Gallery@TCA, Tempe Center for the Arts, Tempe, Arizona
Recommendation by Deborah Ross


Emily Matyas, "Heading Home" from "I Am My Ancestors," archival pigment print, 29.5" x 23" framed. Courtesy of Tempe Center for the Arts

Continuing through May 12, 2018

A stellar group of Southwest-based artists share the gallery in “Walk in My Shoes” which, as the title suggests, is meant to stir empathy and compassion as it portrays the human condition. There are undertones of activism and feminism, springing from themes of self-identity, immigration, indigenous rights and homelessness. Photographer Emily Matyas dissects cultural identity by recreating the daily life of her Romanian grandmother with portraits of herself in folk dress. The surrogate tends to an oversized haystack, walks through a grove of bare trees, and in a change of setting, adapts to the desert. Will Wilson deals in large-scale tintype portraiture of various acquaintances, including Native Americans, as a way to subvert the controversial Edward S. Curtis prototype. Julio César Morales’ “Undocumented Interventions” series is sparely executed in ink and watercolor. The drawings at first charm the eye with their simplicity, but that all changes as we see that they depict how babies, children and adults are forced to hide in piñatas, washing machines, stereos and the like as they attempt to cross the U.S.-Mexico border.  

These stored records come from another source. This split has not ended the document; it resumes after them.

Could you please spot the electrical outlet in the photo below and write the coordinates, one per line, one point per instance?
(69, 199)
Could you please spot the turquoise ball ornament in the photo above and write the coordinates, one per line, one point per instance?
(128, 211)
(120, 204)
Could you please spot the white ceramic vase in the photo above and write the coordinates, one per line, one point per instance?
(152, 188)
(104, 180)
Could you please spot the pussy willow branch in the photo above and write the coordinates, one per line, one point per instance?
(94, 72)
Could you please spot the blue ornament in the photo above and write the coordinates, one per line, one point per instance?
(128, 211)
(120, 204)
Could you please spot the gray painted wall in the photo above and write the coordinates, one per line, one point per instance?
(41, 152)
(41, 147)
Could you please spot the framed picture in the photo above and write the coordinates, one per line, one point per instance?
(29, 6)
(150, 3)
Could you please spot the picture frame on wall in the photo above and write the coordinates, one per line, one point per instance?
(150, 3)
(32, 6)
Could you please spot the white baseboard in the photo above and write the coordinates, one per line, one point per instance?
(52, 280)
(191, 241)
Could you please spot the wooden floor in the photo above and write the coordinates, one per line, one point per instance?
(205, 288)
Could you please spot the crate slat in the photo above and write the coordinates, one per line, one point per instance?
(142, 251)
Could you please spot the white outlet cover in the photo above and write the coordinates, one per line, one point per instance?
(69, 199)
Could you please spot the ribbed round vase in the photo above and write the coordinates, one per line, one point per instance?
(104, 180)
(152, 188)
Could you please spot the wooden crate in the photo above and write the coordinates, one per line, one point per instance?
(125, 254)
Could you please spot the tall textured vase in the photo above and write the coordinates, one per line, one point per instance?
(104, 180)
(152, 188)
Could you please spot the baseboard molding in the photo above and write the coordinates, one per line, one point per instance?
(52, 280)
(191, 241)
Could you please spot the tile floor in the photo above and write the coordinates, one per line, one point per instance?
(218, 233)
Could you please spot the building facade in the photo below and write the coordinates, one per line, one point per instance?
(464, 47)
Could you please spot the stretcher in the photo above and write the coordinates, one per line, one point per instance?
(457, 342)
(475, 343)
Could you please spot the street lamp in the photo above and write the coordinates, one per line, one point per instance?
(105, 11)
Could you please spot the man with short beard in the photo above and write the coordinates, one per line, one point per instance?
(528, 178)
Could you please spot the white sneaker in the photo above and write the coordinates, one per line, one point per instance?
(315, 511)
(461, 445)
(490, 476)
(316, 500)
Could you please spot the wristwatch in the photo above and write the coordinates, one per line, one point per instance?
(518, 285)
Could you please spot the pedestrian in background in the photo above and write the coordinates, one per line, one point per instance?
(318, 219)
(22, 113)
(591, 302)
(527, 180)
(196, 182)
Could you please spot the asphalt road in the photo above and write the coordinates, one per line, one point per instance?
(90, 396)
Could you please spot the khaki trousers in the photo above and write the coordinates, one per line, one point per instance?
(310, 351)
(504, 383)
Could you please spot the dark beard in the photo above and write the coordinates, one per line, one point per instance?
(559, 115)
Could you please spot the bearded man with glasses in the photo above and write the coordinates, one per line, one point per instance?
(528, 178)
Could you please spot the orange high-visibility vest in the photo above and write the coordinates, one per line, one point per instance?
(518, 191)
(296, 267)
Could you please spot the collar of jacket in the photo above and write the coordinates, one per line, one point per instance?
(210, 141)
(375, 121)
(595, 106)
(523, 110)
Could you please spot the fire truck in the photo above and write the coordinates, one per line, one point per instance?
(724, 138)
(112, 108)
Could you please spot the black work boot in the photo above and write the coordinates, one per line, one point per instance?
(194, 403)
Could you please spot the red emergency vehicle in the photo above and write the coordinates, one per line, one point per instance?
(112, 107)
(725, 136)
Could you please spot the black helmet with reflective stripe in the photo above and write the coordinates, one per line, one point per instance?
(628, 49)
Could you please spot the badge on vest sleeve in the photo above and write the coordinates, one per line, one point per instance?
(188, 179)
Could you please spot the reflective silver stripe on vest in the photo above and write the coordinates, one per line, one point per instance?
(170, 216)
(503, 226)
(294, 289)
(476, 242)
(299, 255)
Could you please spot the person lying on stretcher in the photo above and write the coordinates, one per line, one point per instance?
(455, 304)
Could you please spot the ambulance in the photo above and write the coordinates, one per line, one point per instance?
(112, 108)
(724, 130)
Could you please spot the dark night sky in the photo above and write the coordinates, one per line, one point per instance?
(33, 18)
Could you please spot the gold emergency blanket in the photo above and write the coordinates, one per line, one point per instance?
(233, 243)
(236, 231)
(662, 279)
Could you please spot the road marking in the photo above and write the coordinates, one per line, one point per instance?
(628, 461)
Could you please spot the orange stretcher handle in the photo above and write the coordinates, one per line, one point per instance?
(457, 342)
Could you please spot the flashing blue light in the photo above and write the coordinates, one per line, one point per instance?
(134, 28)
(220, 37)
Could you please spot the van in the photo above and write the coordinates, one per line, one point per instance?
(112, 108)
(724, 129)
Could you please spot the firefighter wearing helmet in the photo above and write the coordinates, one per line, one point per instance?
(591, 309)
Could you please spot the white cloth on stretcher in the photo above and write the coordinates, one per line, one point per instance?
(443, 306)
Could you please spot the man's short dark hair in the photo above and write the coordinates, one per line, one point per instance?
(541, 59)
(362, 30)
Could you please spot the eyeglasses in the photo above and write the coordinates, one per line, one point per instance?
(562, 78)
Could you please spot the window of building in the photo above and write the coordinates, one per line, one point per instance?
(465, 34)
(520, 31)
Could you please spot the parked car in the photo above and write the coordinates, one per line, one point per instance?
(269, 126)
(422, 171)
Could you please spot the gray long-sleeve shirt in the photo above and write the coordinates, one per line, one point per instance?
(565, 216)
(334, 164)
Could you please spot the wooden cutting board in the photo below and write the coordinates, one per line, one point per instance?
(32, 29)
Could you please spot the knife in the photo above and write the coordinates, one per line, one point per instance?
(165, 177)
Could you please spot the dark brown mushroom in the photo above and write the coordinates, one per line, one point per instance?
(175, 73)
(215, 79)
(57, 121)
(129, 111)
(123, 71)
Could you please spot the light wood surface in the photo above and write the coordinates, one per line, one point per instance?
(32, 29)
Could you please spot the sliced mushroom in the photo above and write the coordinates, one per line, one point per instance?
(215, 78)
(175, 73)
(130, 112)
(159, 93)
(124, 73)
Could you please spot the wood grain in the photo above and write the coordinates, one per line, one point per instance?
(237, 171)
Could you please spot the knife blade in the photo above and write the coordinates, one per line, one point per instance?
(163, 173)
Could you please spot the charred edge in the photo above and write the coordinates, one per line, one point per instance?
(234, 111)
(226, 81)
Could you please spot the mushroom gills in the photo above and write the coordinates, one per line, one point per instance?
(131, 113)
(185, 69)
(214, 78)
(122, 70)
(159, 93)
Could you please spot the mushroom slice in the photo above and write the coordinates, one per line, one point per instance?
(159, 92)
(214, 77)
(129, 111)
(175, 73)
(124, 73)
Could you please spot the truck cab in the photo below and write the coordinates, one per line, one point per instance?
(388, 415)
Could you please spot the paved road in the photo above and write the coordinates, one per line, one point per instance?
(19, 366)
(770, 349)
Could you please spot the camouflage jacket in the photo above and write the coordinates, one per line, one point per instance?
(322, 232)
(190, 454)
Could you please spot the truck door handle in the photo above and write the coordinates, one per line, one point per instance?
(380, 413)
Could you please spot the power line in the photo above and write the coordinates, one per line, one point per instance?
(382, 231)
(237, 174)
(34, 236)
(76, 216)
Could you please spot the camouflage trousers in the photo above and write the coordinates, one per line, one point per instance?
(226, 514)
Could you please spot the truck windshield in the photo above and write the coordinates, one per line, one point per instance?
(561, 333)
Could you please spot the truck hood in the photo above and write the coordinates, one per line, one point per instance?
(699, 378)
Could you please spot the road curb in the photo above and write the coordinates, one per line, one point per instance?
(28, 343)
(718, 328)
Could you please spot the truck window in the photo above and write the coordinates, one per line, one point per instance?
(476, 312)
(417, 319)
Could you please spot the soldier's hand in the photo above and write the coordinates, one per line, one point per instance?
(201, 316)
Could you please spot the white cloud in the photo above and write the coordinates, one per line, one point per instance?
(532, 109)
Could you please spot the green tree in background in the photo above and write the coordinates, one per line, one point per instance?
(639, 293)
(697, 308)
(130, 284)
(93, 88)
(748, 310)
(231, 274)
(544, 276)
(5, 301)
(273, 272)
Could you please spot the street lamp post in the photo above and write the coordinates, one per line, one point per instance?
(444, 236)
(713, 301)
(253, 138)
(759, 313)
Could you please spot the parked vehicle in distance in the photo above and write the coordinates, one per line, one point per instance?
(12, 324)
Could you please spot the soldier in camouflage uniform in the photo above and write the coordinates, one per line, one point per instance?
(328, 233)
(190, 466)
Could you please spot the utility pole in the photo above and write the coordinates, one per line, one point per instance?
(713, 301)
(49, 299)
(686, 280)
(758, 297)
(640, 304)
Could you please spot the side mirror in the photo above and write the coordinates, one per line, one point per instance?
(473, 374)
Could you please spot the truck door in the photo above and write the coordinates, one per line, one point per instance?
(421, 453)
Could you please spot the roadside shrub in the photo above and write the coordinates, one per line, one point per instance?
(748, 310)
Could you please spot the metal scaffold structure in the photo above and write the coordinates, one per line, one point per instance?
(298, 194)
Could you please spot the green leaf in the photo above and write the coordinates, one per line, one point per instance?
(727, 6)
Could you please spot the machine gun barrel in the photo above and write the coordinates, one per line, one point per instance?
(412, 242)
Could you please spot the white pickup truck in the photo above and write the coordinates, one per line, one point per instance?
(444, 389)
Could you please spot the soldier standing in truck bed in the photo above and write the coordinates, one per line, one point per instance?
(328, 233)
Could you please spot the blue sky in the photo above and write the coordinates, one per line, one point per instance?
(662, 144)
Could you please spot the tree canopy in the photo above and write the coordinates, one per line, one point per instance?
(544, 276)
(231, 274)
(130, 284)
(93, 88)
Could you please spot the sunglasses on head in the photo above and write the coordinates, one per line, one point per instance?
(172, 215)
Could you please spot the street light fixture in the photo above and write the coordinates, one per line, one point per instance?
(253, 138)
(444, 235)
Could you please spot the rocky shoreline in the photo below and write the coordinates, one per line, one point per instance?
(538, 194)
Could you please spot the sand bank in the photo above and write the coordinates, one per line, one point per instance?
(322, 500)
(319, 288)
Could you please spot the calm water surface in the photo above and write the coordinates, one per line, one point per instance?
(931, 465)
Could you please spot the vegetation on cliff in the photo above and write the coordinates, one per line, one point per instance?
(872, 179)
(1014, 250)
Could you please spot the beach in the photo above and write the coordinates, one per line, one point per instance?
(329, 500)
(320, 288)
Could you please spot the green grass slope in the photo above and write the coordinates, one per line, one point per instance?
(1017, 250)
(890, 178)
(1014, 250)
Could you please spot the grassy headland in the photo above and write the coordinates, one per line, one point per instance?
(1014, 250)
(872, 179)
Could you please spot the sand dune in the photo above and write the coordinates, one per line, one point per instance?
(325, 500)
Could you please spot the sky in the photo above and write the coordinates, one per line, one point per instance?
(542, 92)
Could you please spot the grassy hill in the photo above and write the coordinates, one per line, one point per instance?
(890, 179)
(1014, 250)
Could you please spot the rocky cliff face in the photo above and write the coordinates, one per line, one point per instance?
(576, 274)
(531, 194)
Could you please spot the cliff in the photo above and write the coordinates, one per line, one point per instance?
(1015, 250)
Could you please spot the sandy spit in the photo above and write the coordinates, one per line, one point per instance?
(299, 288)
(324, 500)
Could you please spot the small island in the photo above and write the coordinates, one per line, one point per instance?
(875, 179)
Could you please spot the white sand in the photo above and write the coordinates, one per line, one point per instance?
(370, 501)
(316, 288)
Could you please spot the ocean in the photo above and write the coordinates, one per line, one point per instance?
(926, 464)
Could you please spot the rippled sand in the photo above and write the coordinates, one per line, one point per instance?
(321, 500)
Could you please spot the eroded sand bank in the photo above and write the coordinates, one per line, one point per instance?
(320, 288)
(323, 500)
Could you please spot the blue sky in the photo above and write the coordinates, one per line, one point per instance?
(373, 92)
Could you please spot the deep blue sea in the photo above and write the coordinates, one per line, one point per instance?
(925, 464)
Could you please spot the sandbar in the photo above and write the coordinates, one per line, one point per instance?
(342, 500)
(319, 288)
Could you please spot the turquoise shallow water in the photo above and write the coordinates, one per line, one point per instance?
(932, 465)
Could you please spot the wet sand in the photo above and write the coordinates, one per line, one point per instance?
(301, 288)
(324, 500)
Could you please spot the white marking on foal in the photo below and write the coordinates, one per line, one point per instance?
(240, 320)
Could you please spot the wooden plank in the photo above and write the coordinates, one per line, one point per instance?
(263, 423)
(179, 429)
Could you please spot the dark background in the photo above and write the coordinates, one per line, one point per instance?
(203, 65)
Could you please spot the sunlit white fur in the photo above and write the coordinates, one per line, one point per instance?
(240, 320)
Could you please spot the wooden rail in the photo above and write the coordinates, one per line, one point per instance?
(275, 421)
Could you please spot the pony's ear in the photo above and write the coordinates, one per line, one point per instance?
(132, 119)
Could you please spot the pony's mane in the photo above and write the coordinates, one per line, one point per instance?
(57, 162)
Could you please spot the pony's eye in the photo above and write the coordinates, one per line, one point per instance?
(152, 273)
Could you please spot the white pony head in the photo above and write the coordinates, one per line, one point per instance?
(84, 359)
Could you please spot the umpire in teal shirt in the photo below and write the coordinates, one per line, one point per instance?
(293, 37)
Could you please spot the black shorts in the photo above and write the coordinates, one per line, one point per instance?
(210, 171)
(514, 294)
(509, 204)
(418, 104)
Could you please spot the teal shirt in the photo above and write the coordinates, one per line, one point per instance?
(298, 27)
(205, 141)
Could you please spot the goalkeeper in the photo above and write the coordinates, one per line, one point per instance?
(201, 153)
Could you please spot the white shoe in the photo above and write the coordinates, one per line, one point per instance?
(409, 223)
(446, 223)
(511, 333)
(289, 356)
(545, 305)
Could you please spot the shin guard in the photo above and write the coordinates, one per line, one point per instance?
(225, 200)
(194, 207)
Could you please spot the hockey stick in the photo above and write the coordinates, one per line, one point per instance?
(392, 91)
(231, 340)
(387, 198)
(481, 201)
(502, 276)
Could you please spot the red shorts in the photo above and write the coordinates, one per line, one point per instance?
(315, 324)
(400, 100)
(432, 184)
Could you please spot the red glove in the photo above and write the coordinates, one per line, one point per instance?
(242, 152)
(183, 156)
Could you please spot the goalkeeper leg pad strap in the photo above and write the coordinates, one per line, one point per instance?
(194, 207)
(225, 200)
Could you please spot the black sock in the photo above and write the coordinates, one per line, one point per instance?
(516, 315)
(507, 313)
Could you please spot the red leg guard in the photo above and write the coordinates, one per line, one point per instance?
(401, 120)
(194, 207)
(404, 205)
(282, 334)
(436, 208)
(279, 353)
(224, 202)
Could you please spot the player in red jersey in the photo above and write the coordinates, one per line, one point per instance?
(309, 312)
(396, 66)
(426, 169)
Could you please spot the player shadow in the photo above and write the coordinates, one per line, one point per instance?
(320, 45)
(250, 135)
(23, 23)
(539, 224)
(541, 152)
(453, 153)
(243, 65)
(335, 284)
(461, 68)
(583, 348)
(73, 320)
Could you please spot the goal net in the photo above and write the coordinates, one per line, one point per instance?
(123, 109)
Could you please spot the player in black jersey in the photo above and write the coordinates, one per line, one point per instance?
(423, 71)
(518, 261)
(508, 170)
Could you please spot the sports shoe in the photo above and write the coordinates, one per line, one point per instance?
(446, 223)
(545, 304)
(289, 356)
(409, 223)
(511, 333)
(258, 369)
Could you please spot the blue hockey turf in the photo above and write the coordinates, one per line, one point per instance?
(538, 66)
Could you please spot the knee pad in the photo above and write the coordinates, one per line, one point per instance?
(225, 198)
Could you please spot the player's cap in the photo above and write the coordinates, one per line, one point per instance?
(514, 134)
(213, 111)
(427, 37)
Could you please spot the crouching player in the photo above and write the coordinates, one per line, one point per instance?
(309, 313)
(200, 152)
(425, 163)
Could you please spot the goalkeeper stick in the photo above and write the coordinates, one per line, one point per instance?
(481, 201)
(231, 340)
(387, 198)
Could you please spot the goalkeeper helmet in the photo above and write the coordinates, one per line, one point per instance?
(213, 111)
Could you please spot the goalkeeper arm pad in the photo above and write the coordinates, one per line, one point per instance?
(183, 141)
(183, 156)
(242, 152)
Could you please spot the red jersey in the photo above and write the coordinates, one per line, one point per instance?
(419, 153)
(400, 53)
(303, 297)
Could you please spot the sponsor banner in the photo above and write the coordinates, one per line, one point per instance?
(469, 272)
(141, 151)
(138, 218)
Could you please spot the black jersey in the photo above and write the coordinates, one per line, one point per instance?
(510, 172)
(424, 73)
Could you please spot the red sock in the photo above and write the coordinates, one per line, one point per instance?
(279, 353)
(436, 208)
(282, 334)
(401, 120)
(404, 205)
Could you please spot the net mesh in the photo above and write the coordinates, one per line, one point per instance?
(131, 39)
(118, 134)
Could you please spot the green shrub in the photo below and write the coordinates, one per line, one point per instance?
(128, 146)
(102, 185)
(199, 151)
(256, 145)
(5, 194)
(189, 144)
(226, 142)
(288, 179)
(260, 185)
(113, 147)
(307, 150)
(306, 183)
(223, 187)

Ann Morton’s works often pertain to the Phoenix homeless population. Here, the installation “False Safety Net” is a black mesh bag containing clothing, soft toys and various castoffs. It hangs from the ceiling over “Caution Field,” a yellow-and-black “carpet” of caution tape woven by homeless persons. Annie Lopez creates full-scale dresses by culling family documents, then reproducing them as cyanotypes on tamale paper. Gregory Sale evolves an installation of paper messages from death-row prisoners. Stephen Marc adds his vibrant documentary photography. The show’s many sharp, issue-oriented observations help prove that socially engaged art is alive and well in Arizona.